Tiger Woods and Phil Mickelson are accustomed to playing before a loud and huge gallery at each stop on the PGA Tour. But when they meet in “The Match,” their $9 million winner-take-all, pay-per-view event in Las Vegas on Nov. 23, things reportedly will be markedly different.
The Las Vegas Review-Journal, citing multiple sources, reported Thursday that there won’t be any tickets sold to the event. Instead, only a small group of sponsors and VIPs will be allowed on the course when the two veterans meet at Shadow Creek, which is owned by MGM Resorts International.
Others present will be broadcasters and camera crews. The event is believed to be the first pay-per-view golf event; WarnerMedia holds the broadcast rights.
The newspaper also reported that Woods and Mickelson will face off during daylight hours and not under the lights, as Mickelson had implied in comments to ESPN.com in August.
“It’s an opportunity for us to bring golf to the masses in prime time during a period where we don’t have much going on in the world of golf,” Mickelson said at the time.

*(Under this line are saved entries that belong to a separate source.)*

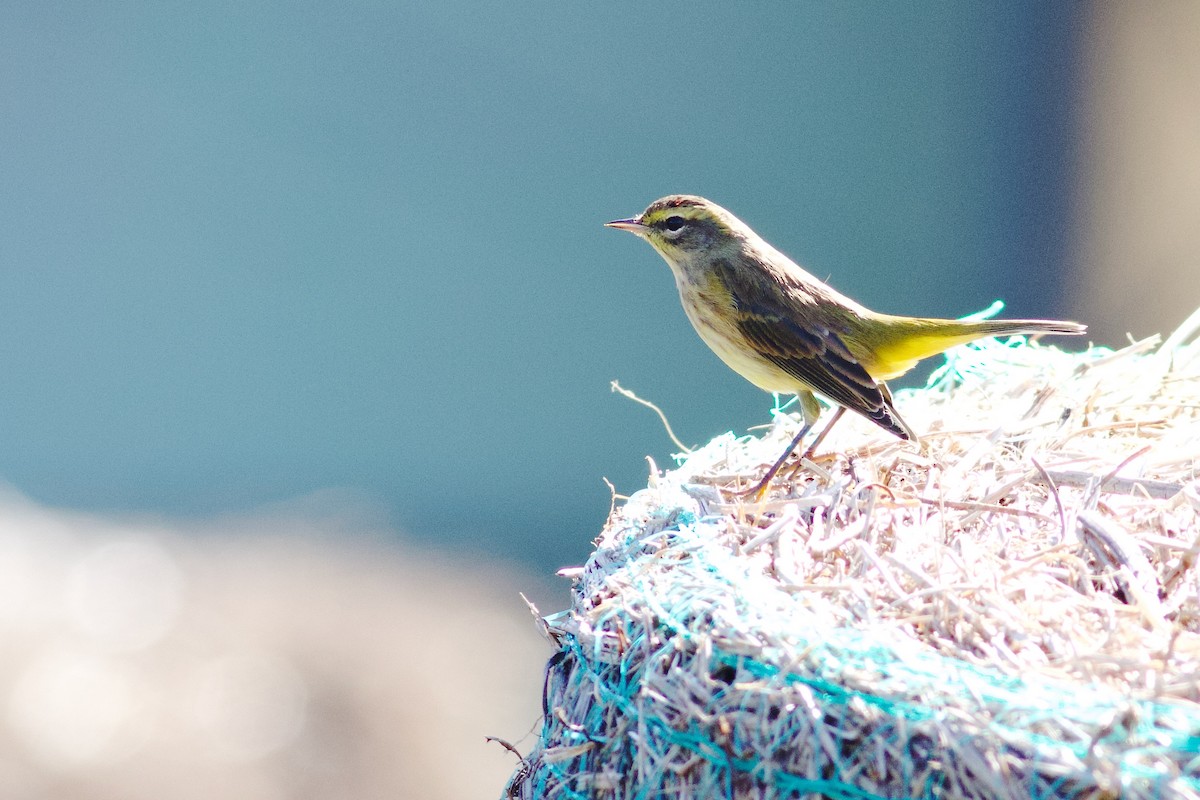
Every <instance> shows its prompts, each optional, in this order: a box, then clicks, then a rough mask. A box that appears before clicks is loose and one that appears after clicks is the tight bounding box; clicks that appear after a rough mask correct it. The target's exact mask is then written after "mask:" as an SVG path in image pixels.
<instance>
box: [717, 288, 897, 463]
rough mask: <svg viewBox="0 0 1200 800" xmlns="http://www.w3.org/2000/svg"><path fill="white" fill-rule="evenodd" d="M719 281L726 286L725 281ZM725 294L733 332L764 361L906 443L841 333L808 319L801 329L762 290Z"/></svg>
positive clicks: (877, 386) (888, 406)
mask: <svg viewBox="0 0 1200 800" xmlns="http://www.w3.org/2000/svg"><path fill="white" fill-rule="evenodd" d="M722 278H724V279H725V281H726V285H728V283H730V281H728V277H726V275H722ZM739 288H742V289H745V287H744V285H739ZM730 294H731V295H732V296H733V297H734V305H736V309H737V313H738V320H737V325H738V330H739V331H740V332H742V335H743V336H745V337H746V339H748V341H749V342H750V343H752V344H754V345H755V348H756V349H757V350H758V353H761V354H762V355H763V356H764V357H766V359H768V360H770V361H772V362H773V363H774V365H775V366H778V367H779V368H780V369H782V371H784V372H786V373H787V374H790V375H792V377H793V378H796V379H797V380H799V381H800V383H803V384H804V385H805V386H809V387H811V389H812V391H815V392H818V393H820V395H823V396H824V397H828V398H829V399H830V401H833V402H834V403H838V404H839V405H845V407H846V408H848V409H850V410H852V411H857V413H859V414H862V415H863V416H865V417H866V419H869V420H871V421H872V422H875V423H876V425H878V426H880V427H881V428H884V429H886V431H889V432H890V433H894V434H895V435H898V437H900V438H901V439H908V438H910V433H911V429H910V428H908V426H907V425H906V423H905V422H904V421H902V420H901V419H900V416H899V415H898V414H896V411H895V408H894V407H893V405H892V393H890V392H889V391H888V389H887V386H886V385H883V384H881V383H880V381H877V380H875V379H874V378H871V375H870V374H868V372H866V369H864V368H863V365H860V363H859V362H858V361H857V360H856V359H854V356H853V355H852V354H851V353H850V349H847V347H846V343H845V342H844V341H842V338H841V336H842V332H841V331H836V330H834V329H833V326H832V325H829V324H824V323H821V321H816V320H814V319H805V320H804V321H803V324H802V323H800V321H798V320H797V319H796V314H794V313H788V312H787V311H786V309H784V308H782V307H781V305H780V303H779V302H778V301H772V300H770V299H769V297H767V296H764V293H762V291H758V293H750V294H748V293H746V291H731V293H730Z"/></svg>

Organizers have not announced either the time of the event or the cost to watch on TV. WarnerMedia previously said fans could watch on a number of on-demand platforms. HBO Sports will report on the golfers in advance of the match, and Bleacher Report’s “House of Highlights” also will provide behind-the-scenes content.
Since the match was confirmed in August, Woods has been the better of the players.

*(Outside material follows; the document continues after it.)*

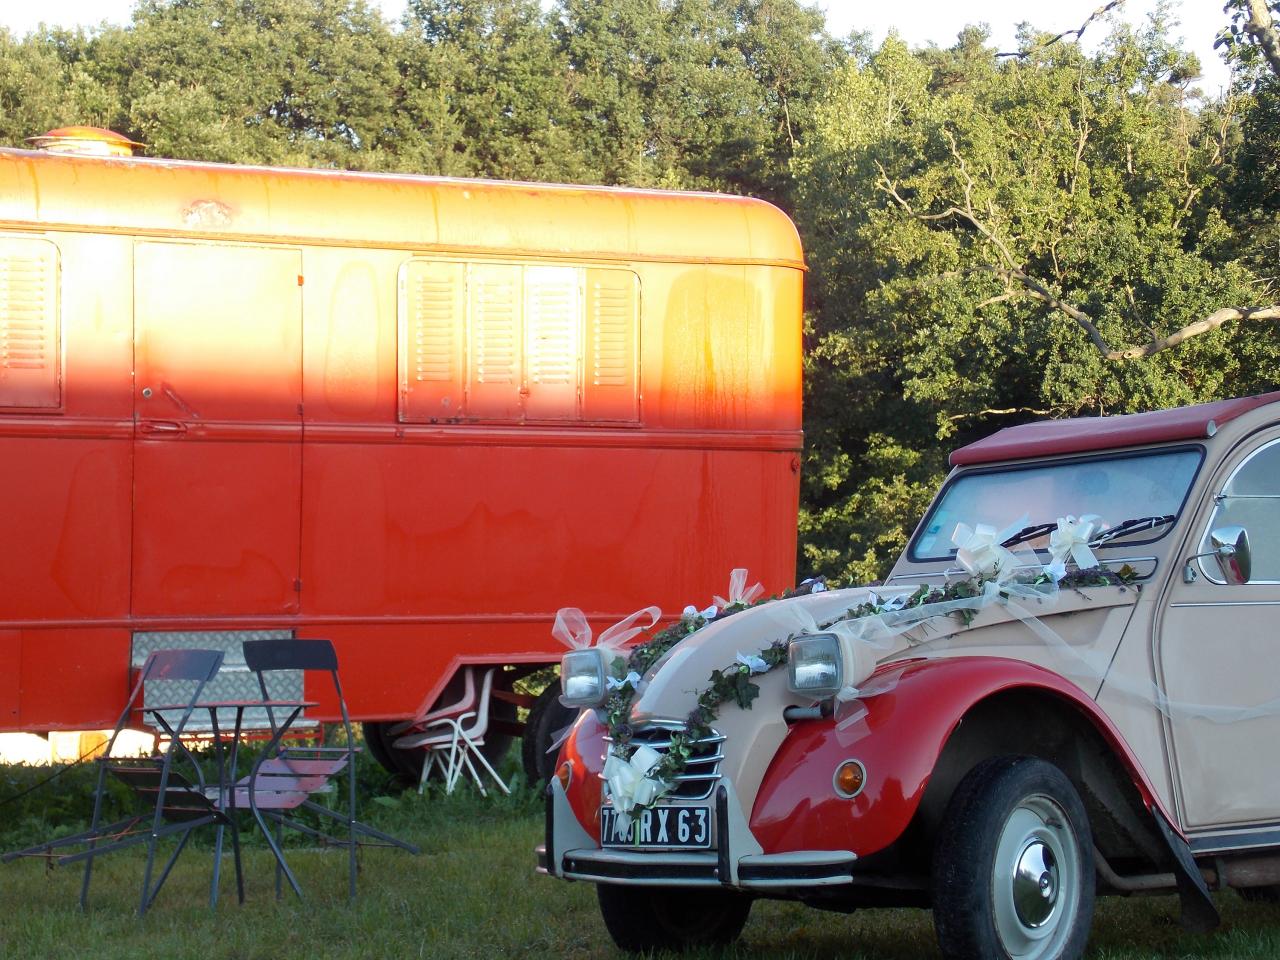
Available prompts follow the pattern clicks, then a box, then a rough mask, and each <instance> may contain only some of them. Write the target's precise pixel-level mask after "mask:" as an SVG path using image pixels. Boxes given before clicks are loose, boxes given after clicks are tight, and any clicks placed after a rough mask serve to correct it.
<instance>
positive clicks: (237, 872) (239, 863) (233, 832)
mask: <svg viewBox="0 0 1280 960" xmlns="http://www.w3.org/2000/svg"><path fill="white" fill-rule="evenodd" d="M230 824H232V859H233V860H234V863H236V896H237V899H238V900H239V902H241V904H243V902H244V868H243V867H242V865H241V858H239V827H238V826H237V823H236V820H234V819H233V820H232V822H230Z"/></svg>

Woods, 42, ended the season with a win in the Tour Championship and had seven top-10 finishes on the PGA Tour this year. He is ranked 13th in the world.
Mickelson, 48, won the World Golf Championships-Mexico Championship in March for his only win in 2018. He had six top-10 finishes in 2018 and is ranked No. 25.
Both competed for the United States in the Ryder Cup last month and combined to finish 0-6.
The first official hype video was released last week.
“I will win,” Woods said in the video. “This is something that people will remember. We are going to beat each other’s brains in.”
“Tiger and I both desperately want to win,” Mickelson said.